Une conjoncture favorable à court terme
Face à ce tableau apocalyptique de l’année 2022 le début de la suivante se sera finalement révélé plus calme qu’espéré.
Sur le plan énergétique, non seulement, les efforts de l’OPEP pour réduire la production de pétrole devrait porter leurs fruits (une réunion de l’OPEP + est prévue en juin), mais la consommation de gaz a été limitée en Europe en raison d’un hiver clément.
Les récoltes de céréales ont été particulièrement bonnes au cours de la dernière campagne et les taux de fret conteneurisé, qui avaient attend des niveaux stratosphériques, sont redescendus à des niveaux plus raisonnables.
« Il ne s’agit pas non plus d’un retour à la case départ, a prévenu l’économiste. La vingtaine de versions de l’Apocalyspe rédigés par des chrétiens et des juifs ont en commun de donner une vision des menaces auxquelles les Justes doivent se préparer. Aujourd’hui, le mot d’ordre est celui de ce slogan de Mai 68 : » Cours camarade, le vieux monde est derrière toi ! » ».

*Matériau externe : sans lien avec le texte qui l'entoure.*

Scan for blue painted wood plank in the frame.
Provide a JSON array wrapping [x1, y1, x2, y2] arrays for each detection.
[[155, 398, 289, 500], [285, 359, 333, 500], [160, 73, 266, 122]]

Les impératifs environnementaux auxquels le monde est aujourd’hui confronté (transition énergétique, décarbonation, avènement des véhicules électriques…) vont en effet profondément bousculer les marchés des matières premières, en particulier ceux des métaux.
« La question c’est de savoir comment concilier le court et le long termes, explique Yves Jégourel. Depuis début 2022, nous avons assisté à une valse à quatre temps. Après un temps d’angoisse est venu le doute avec des sanctions à l’encontre de la Russie moins sévères qu’attendues, une inquiétude sur la Chine et la hausse du dollar. Puis, nous avons un moment d’espoir avec le ralentissement de l’inflation, la baisse du dollar et la réouverture de la Chine. Les cours des métaux sont alors repartis à la hausse jusqu’à fin janvier début février. Nous sommes aujourd’hui dans une phase de déception : la demande chinoise est en deçà des attentes et les prix baissent. »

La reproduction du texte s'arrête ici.